Small Molecules Destabilize cIAP1 by Activating Auto-ubiquitylation

• Published in: The Journal of biological chemistry Vol. 283; no. 14; pp. 8961 - 8968
• Main Authors: Sekine, Keiko, Takubo, Kohei, Kikuchi, Ryo, Nishimoto, Michie, Kitagawa, Masayuki, Abe, Fuminori, Nishikawa, Kiyohiro, Tsuruo, Takashi, Naito, Mikihiko
• Format: Journal Article
• Language: English
• Published: United States Elsevier Inc 04.04.2008; American Society for Biochemistry and Molecular Biology
• Subjects: Antineoplastic Agents - pharmacology; Apoptosis - drug effects; Drug Resistance, Neoplasm - drug effects; Gene Expression Regulation, Neoplastic - drug effects; HeLa Cells; Humans; Inhibitor of Apoptosis Proteins - antagonists & inhibitors; Inhibitor of Apoptosis Proteins - metabolism; Leucine - analogs & derivatives; Leucine - pharmacology; Neoplasms - drug therapy; Neoplasms - metabolism; Proteasome Endopeptidase Complex - metabolism; Protein Structure, Tertiary; Ubiquitin - metabolism; Ubiquitination - drug effects
• ISSN: 0021-9258; 1083-351X
• DOI: 10.1074/jbc.M709525200

Overexpression of an anti-apoptotic protein cIAP1 caused by its genetic amplification was reported in certain cancers, such as hepatocellular carcinoma, esophageal squamous cell carcinoma, cervical cancer, and lung cancer, which confers resistance to chemotherapy and radiotherapy.
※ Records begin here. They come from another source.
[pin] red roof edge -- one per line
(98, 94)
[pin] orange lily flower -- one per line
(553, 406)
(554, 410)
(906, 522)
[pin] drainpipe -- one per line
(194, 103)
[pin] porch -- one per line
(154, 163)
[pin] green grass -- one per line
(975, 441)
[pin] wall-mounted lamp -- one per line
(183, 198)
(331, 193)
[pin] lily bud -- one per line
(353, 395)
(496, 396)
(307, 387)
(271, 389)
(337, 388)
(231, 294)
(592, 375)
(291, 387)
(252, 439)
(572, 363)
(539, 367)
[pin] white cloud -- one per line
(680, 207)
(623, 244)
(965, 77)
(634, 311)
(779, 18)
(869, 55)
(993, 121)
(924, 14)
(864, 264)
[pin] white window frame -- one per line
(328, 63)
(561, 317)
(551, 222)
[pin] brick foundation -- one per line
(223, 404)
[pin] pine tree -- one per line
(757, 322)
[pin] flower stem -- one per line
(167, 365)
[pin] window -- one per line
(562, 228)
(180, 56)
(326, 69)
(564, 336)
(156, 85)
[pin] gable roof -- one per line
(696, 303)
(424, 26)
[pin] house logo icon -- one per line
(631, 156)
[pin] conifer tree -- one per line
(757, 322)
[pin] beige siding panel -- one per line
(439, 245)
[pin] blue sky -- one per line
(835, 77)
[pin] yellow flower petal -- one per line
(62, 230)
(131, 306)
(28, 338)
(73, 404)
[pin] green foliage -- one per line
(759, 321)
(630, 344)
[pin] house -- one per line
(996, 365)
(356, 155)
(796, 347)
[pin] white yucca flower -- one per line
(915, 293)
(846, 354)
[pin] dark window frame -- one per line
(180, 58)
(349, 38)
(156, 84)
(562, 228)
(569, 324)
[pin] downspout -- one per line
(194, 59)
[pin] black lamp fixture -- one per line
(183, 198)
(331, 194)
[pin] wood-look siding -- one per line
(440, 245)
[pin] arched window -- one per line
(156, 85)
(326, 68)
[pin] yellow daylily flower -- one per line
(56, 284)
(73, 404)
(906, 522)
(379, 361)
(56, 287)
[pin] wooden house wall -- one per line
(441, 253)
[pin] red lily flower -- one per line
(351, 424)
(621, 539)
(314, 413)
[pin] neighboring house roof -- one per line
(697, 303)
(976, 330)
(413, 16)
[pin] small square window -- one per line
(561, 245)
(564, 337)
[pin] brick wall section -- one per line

Here we report cIAP1 to be selectively down-regulated by a class of small molecules ((–)-N-[(2S,3R)-3-amino-2-hydroxy-4-phenyl-butyryl]-l-leucine methyl ester (ME-BS)), resulting in a sensitization of cancer cells to apoptosis. ME-BS directly interacts with the BIR3 domain of cIAP1, promotes auto-ubiquitylation dependent on its RING domain, and facilitates proteasomal degradation of cIAP1. Other IAPs such as XIAP and cIAP2 were not affected by ME-BS. These results suggest targeted destabilization of cIAP1 by small molecules as a novel method to treat cancers expressing cIAP1, which interferes with treatment. Manipulation of the intrinsic ubiquitinligase activity could be a novel strategy to develop small molecules for therapeutic purposes.